I did my prayers, but in my thoughts I was deeply engrossed with the subject of changing karma. So many people suffer, and even though I help where I can, I still felt a lingering sense of dissatisfaction about both personal and global karma. Not that I am displeased with the universe. Far from it, I have been given so many gifts that I really cannot complain. I know that if we sit in emptiness, we can still transcend all this. When I am behaving myself and doing my practice properly, this is indeed my experience. But I do not pretend to be perfect.
The repressed kiddie mind in me who never got the chance to collect enough baseball cards was hunting for relics, pendants and other stuff to collect. Spiritual materialism, Chogyam Trungpa called it, and I agree. Nonetheless, I sat before the Buddha statue and meditated. This is when I had the intuition that I was to go to the pile of books that are left there by devotees for devotees, and to select one carefully. I have done this before, but today seemed especially significant. So the relic hunt got replaced by a book hunt.
I selected the Diamond and Heart Sutra. This sutra is very special to me. However, in rooting through the books, I came across a rather strange looking volume called Changing Destiny. Usually unimpressed by modern interpretations of universal truths, I browsed it. My attention was caught pretty quickly. As it turns out, this book is hundreds of years old. I knew it was for me because it was a Buddhist book that was discussing the I Ching and the states of mind when drawing Taoist talismans. It describes methods of changing destiny, essentially Mahayana tactics (do good, get good) with a bit more of a Theravada motivation (I'm doing good to take care of me). At least this is what it looked like at first - later in the book it becomes more purely Mahayana in motivation. Interestingly, Liao Fan himself describes how he was given a mantra to practice - a Zhuen Ti mantra. As it happens, my own master had given me this mantra as well, and I had forgotten how powerful it is for the purification of karma.
More importantly, however, the manual describes how Liao Fan's life had been predicted to the last t (literally to the day and hour of his death) and how his life had been following that track. He eventually accepted his destiny, but was unable to change it. This book describes his discoveries AFTER he realised that it could be changed, and how to change it. It is an extremely readable text and although a touch long, I recommend it strongly. We need texts like these which are more accessible.
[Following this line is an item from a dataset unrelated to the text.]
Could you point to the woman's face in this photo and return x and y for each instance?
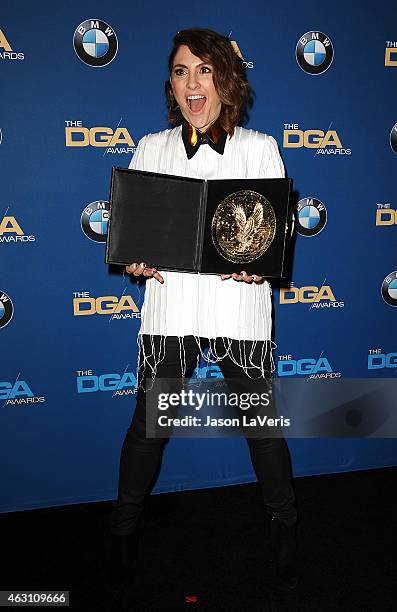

Here's a copy: http://www.namoamitabha.net/en/publication/liaofan/liaofan_chinkung.pdf
The commentary is by the Pure Land school of Buddhism. That would be the group that goes around chanting "Namo Amitabha". Nothing wrong with that, and surprisingly their understandings have aspects of Zen and Dzogchen in it as well.
If you're really interested in how I think destiny can be changed, then this book points more directly to the source, which is the emptiness of mind. It gives guidance on how to make requests of deities, how to accumulate merit, how to relate to sutras etc. In short, it's a book I heartily recommend.
P/S: I ended up taking the Heart Sutra home, because I felt it reflected everything. If this book was meant for me it would turn up. It turned up faster than I thought - I did not imagine that a digital version would be available.